Come in ogni platform, l’obiettivo è raggiungere la fine del livello evitando di morire a causa degli attacchi dei nemici. Possiamo a nostra volta combatterli con una lama oltre che a utilizzare i famigerati poteri di fuoco. Viene lasciato spazio anche all’esplorazione: i livelli non saranno il massimo da vedere ma sono ampi e celano diversi collezionabili, utili per sbloccare zone e upgrade dei poteri (questi devo ammettere che sono curati benino) e della barra della vita del nostro Phoenix.
Ci sono poi ambienti 3d, anche essi semivuoti e non realizzati nel migliore dei modi. Essenzialmente servono per accedere ai vari livelli ma possiamo trovare anche collezionabili e personaggi con cui parlare.
In generale il primo impatto con il gioco è abbastanza deludente. Tuttavia questa povertà in ambito grafico sarebbe stata comprensibile dato che si tratta pur sempre di un indie. Magari avrei chiuso un occhio (magari anche due in questo caso) sull’aspetto “oldschool” ma purtroppo anche a livello tecnico non ci siamo.
Le collisioni, sia con in nemici che con le piattaforme, sono completamente da rivedere: molto spesso buggate e poco definite. Un po’ meglio la gravità ma talvolta ci sono delle cose senza senso, come i trampolini che generano una spinta propulsiva fuori dal comune che ci farà volare come un missile.
Le animazioni sono nella media. Ho riso davvero molto per l’animazione della corsa con le braccia all’indietro, identica a quella di Naruto.
Anche la difficoltà dei livelli è mal calibrata: talvolta due piattaforme sono troppo vicine tra loro in altezza e quindi i salti si fermeranno a mezz’aria, facendoci precipitare. Altre volte i nemici son troppo vicini, quindi sarà impossibile non perdere un terzo della barra della vita. Son piccolezze,ma che sommate tra loro e ai bug già accennati, rovinano l’esperienza rendendola frustrante. Altre volte invece è fin troppo facile superare delle zone, anche non uccidendo i nemici, evitandoli semplicemente con dei salti ben piazzati.
Un altro elemento da analizzare sono le bossfight che, sebbene rendano il gioco più vario, si portano dietro tutti i difetti dei livelli principali, oltre che ad essere prive di mordente.
Tra gli elementi positivi ci sono i dialoghi e il dubbing che sono abbastanza curati, ma non aspettatevi chissà cosa.
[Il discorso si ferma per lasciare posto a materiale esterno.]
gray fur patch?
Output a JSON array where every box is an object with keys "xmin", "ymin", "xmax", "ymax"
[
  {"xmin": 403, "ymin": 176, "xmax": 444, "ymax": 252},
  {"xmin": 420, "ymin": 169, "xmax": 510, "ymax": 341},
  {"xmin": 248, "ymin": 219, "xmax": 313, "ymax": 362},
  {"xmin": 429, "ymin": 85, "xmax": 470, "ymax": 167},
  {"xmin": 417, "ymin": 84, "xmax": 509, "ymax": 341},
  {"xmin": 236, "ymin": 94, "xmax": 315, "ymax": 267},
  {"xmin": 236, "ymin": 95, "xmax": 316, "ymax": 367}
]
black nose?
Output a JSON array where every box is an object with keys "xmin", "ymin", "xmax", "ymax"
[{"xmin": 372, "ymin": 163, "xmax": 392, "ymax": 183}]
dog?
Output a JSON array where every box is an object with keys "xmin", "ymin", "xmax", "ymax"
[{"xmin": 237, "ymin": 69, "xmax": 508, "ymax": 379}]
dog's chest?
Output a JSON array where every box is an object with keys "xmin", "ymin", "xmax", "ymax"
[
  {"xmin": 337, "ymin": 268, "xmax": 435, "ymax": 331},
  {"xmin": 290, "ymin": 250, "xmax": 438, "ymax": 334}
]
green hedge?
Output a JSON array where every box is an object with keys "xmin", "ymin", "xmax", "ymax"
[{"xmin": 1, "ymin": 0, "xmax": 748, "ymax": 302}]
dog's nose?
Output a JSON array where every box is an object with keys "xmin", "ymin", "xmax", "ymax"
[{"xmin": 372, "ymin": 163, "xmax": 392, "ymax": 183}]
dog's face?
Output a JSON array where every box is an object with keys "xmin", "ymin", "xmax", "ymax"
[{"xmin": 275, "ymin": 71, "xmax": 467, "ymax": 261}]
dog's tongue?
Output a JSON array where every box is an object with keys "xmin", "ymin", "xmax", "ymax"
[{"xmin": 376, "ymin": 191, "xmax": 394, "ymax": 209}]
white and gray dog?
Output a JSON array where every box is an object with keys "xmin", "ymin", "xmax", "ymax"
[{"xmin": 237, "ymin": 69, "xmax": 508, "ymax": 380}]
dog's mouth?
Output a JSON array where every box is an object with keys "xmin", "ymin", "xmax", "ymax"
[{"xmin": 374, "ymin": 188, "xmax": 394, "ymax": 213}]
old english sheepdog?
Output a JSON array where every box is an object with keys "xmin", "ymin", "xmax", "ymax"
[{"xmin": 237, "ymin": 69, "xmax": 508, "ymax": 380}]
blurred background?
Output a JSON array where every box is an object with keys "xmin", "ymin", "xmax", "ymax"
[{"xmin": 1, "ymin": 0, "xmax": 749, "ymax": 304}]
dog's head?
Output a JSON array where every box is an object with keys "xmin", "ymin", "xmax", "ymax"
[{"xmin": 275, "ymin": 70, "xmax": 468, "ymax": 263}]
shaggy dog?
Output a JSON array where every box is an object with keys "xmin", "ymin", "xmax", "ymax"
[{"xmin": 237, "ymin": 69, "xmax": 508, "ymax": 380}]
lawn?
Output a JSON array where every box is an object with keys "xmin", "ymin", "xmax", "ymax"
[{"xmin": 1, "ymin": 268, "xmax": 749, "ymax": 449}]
Poi ci sono le musiche che sarebbero anche orecchiabili se non fosse per la loro odiosa ripetitività. Lasciamo proprio perdere gli effetti sonori, davvero fastidiosi.
Con grande rammarico mi ritrovo a dover bocciare questo titolo che sulla carta poteva essere migliore. Eppure, dopo due anni di early access su pc gli sviluppatori avrebbero dovuto raccogliere i feedback dei tester. Un gioco che non possiamo salvare nemmeno per il placement di prezzo a cui è stato posto. Nella fascia dei 10 euro su Steam e sicuramente 5 in più su Switch e le altre console si può trovare di meglio.
Ricollegandomi all’incipit, con questo giudizio non vorrei scoraggiare i ragazzi di Stingbot Games che magari “devono studiare un po’ di più”. Ci rivediamo a settem- ehm, volevo dire, al prossimo titolo? E non rimaneteci male, dai, farete meglio la prossima volta! Ragazzi, si che è difficile fare un videogioco, ma anche fare da recensore non è una passeggiata!